Die wesentlichsten Änderungen im Überblick:

  • Verlustausgleichsbeschränkung in EU gelockert (§ 2a EStG)

Manchen Anleger wird's freuen: Die Verlustausgleichsbeschränkung für Verluste innerhalb der EU wird neu geregelt. Die bisherigen Beschränkungen hatten zu einem Vertragsverletzungsverfahren gegen Deutschland geführt. Die rigiden Regelungen des Paragrafen 2a des Einkommensteuergesetzes gelten damit nur noch für Drittstaaten.

  • Übungsleiterfreibetrag und Nebentätigkeit für gemeinnützige Träger (§ 3 Nr. 26 und 26a EStG)

Die Beschränkung des sog. Übungsleiterfreibetrages auf inländische juristische Personen des öffentlichen Rechts verstößt gegen die Dienstleistungsfreiheit. Wer also im EU-Ausland im Auftrag eines gemeinnützigen Trägers als Übungsleiter, Ausbilder, Erzieher, Betreuer oder in ähnlicher Weise tätig wird, kann 2100 Euro (Freibetrag) steuerfrei beziehen. Sonstige nebenberufliche Tätigkeiten für solche Organisationen sind innerhalb der EU bis zu 500 Euro im Jahr steuerfrei.

  • Betriebliche Gesundheitsförderung: 500 Euro pro Arbeitnehmer bleiben steuerfrei (§ 3 Nr. 34 EStG)

Neu geschaffen wird die betriebliche Gesundheitsförderung.
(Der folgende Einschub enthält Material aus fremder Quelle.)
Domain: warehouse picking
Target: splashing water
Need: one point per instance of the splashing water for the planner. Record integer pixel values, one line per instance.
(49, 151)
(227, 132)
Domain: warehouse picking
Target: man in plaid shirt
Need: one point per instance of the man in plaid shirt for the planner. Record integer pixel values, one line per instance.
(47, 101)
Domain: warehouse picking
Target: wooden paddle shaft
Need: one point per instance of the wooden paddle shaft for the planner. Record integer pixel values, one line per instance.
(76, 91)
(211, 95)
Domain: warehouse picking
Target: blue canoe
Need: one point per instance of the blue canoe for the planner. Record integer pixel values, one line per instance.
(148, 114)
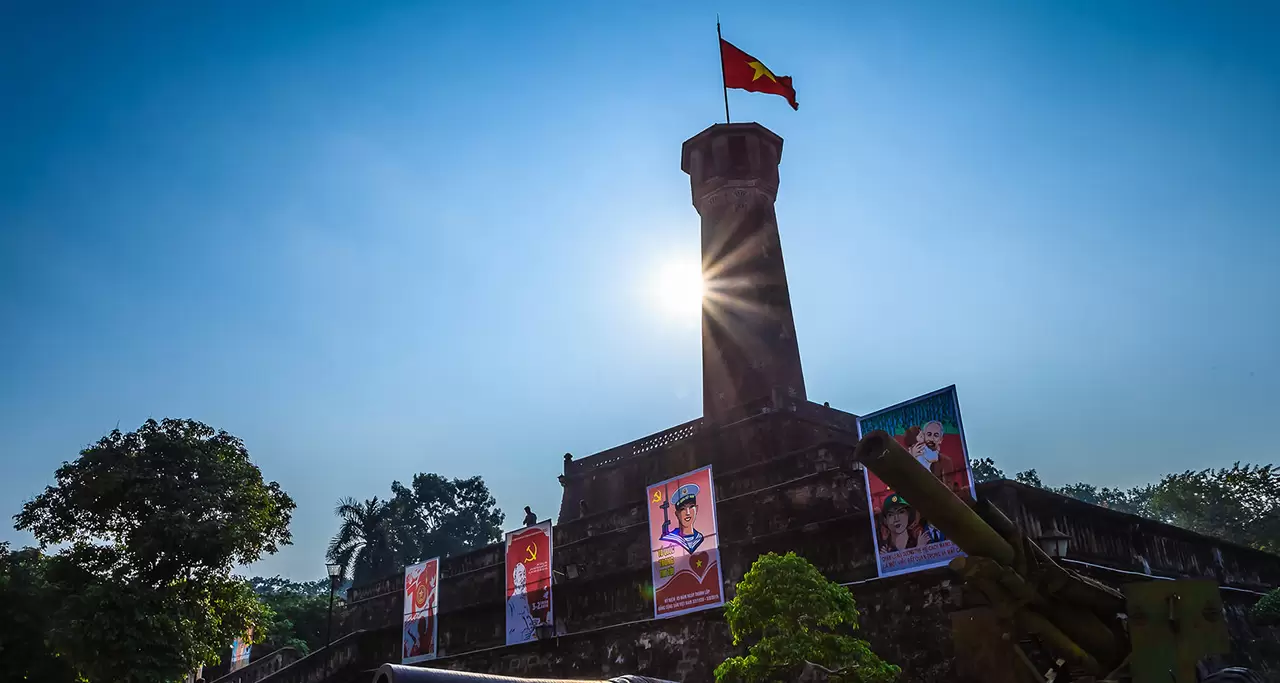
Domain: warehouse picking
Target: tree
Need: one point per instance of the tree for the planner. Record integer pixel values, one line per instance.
(1238, 504)
(1029, 477)
(1266, 610)
(794, 615)
(440, 517)
(365, 545)
(26, 601)
(300, 612)
(154, 521)
(984, 470)
(435, 517)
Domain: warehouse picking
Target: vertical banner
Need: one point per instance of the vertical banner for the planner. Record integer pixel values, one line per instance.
(684, 542)
(529, 582)
(421, 610)
(929, 429)
(241, 649)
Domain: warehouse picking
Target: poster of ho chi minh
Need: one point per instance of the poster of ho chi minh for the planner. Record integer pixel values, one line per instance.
(929, 429)
(421, 610)
(684, 541)
(529, 582)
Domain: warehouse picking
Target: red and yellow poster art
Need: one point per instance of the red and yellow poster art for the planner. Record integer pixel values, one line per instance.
(421, 610)
(529, 582)
(929, 429)
(684, 541)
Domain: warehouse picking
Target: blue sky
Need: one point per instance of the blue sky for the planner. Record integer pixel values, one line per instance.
(383, 238)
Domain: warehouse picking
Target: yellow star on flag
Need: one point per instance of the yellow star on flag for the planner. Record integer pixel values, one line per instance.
(760, 69)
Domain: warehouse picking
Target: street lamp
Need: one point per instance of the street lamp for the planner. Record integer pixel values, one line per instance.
(334, 577)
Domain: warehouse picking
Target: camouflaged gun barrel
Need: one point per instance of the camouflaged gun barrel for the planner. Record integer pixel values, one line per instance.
(883, 455)
(396, 673)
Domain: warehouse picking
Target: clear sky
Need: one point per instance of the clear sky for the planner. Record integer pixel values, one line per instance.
(383, 238)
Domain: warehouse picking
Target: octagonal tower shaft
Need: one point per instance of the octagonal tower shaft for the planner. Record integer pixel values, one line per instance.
(749, 338)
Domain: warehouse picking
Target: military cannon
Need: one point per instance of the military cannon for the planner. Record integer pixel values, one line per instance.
(1155, 631)
(396, 673)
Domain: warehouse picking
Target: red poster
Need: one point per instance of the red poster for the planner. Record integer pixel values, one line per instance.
(421, 610)
(529, 582)
(682, 539)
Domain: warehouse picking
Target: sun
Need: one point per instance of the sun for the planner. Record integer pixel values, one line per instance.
(679, 288)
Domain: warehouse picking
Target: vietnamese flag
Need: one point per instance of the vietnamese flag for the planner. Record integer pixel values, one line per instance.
(745, 72)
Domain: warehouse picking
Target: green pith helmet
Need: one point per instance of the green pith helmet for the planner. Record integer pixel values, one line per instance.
(895, 502)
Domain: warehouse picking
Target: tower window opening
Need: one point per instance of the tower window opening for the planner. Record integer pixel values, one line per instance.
(737, 154)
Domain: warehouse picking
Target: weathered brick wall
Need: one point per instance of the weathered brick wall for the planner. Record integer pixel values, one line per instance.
(1123, 540)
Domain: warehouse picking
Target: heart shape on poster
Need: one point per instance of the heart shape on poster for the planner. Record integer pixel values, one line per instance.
(699, 563)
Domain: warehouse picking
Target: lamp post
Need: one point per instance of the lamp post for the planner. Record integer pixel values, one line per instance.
(334, 577)
(1054, 542)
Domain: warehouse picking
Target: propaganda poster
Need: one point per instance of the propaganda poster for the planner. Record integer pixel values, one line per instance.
(929, 429)
(529, 582)
(421, 610)
(241, 649)
(682, 537)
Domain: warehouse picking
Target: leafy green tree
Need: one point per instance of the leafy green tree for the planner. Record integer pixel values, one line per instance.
(1238, 504)
(152, 522)
(1266, 610)
(26, 606)
(984, 470)
(432, 517)
(444, 517)
(792, 615)
(1031, 478)
(300, 612)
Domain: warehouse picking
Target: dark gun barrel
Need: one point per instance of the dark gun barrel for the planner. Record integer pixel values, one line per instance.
(397, 673)
(1068, 612)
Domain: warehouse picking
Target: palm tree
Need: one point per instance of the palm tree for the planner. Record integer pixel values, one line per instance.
(365, 545)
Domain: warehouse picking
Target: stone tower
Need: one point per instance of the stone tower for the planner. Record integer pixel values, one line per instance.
(749, 337)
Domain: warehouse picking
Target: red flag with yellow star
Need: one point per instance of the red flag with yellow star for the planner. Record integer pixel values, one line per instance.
(745, 72)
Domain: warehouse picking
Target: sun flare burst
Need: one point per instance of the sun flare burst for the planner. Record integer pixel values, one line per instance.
(679, 288)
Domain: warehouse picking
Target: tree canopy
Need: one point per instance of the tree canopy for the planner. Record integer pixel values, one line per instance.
(26, 652)
(151, 523)
(791, 615)
(298, 612)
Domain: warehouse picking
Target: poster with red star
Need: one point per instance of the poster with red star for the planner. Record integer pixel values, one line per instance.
(682, 540)
(529, 582)
(421, 610)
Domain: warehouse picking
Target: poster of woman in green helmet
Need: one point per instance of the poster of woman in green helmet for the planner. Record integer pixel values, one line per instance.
(929, 429)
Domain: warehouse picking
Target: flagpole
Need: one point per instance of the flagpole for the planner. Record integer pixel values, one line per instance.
(721, 50)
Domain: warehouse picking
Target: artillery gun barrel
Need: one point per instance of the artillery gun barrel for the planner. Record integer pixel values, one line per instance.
(888, 461)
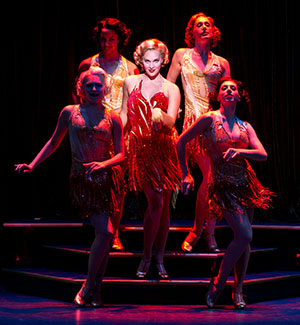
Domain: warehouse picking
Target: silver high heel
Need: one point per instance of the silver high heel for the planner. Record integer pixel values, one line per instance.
(143, 269)
(238, 300)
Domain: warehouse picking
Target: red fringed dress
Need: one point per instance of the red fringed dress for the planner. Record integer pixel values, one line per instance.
(152, 157)
(101, 191)
(232, 185)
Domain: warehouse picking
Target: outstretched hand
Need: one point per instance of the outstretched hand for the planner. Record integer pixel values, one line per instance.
(93, 166)
(231, 153)
(157, 116)
(187, 184)
(23, 168)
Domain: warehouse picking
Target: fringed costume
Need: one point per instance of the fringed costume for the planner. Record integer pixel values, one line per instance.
(232, 185)
(101, 191)
(152, 157)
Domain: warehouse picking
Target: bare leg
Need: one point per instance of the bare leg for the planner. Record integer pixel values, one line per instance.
(241, 265)
(152, 219)
(116, 222)
(241, 226)
(99, 249)
(97, 261)
(162, 235)
(201, 212)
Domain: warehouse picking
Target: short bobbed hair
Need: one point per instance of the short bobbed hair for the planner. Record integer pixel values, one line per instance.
(148, 45)
(189, 37)
(244, 95)
(117, 26)
(93, 70)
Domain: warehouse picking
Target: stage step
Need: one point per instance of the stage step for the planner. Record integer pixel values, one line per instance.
(75, 258)
(121, 290)
(49, 259)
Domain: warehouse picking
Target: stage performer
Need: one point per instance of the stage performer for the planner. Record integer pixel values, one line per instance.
(96, 179)
(111, 36)
(200, 71)
(233, 189)
(150, 106)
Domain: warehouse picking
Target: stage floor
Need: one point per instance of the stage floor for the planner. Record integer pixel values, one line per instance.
(21, 309)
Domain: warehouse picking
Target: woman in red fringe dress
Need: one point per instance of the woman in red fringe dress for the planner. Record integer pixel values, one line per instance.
(96, 179)
(233, 188)
(150, 106)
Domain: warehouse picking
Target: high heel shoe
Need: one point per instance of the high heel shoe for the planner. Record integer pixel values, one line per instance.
(210, 240)
(83, 296)
(161, 271)
(238, 300)
(96, 300)
(212, 294)
(116, 245)
(186, 247)
(143, 269)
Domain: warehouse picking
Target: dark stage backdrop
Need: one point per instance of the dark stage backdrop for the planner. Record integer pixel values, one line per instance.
(48, 39)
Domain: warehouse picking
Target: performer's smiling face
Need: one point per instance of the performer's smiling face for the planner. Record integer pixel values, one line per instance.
(152, 61)
(203, 29)
(109, 41)
(94, 88)
(228, 92)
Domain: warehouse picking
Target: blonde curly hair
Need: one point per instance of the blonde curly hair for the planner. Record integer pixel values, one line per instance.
(189, 37)
(93, 70)
(151, 44)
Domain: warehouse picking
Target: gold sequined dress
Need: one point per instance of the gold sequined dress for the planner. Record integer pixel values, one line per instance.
(113, 99)
(99, 192)
(197, 86)
(152, 157)
(232, 185)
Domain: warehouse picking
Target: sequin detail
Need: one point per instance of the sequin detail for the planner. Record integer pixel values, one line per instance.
(232, 185)
(152, 157)
(101, 191)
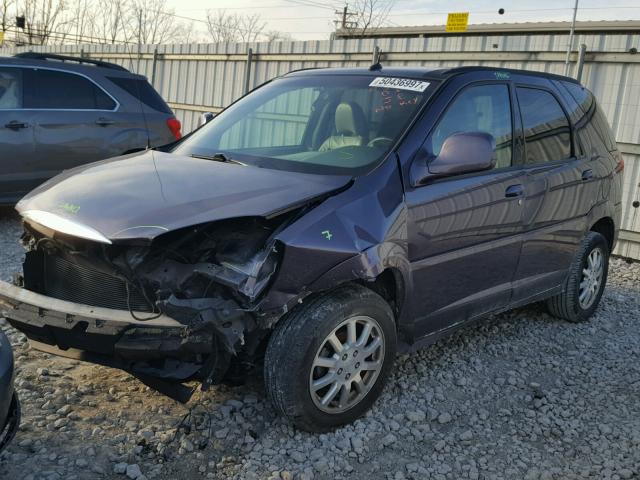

Zahlt der Arbeitgeber zusätzlich zum geschuldeten Arbeitslohn für seine Arbeitnehmer beispielsweise Kurse zur gesunden Ernährung, Rückengymnastik, Suchtprävention und Stressbewältigung oder Maßnahmen, die die Anforderungen des § 20a Abs. 1 i.V. § 20 Abs. 1 S.3 SGB V erfüllen, so bleiben diese bis zur Höhe von 500 Euro je Arbeitnehmer und Jahr steuerfrei. Dies soll bereits ab 2008 gelten!

  • Schulgeld auch für europäische Schulen (§10 Abs. 1 Nr. 9 EStG)

Bisher sind 30 Prozent der Schulgeldzahlungen (ohne Unterbringung, Betreuung und Verpflegungsanteil) unbeschränkt als Sonderausgaben abzugsfähig, sofern es sich um inländische Schulen oder deutsche Schulen im Welt-Ausland handelt. Diese Einschränkung verstößt gegen Europarecht. Künftig sind auch Schulgelder an privat finanzierte Schulen im EU-Ausland als Sonderausgaben abzugsfähig, allerdings nur bis zum Höchstbetrag von 3000 Euro. Zudem muss der Schulabschluss vom inländischen Kultusministerium anerkannt sein. Die gleichen Regelungen für Sonderausgaben gelten dann auch für Schulgelder für deutsche Schulen, die sich außerhalb des Geltungsbereiches der EU befinden.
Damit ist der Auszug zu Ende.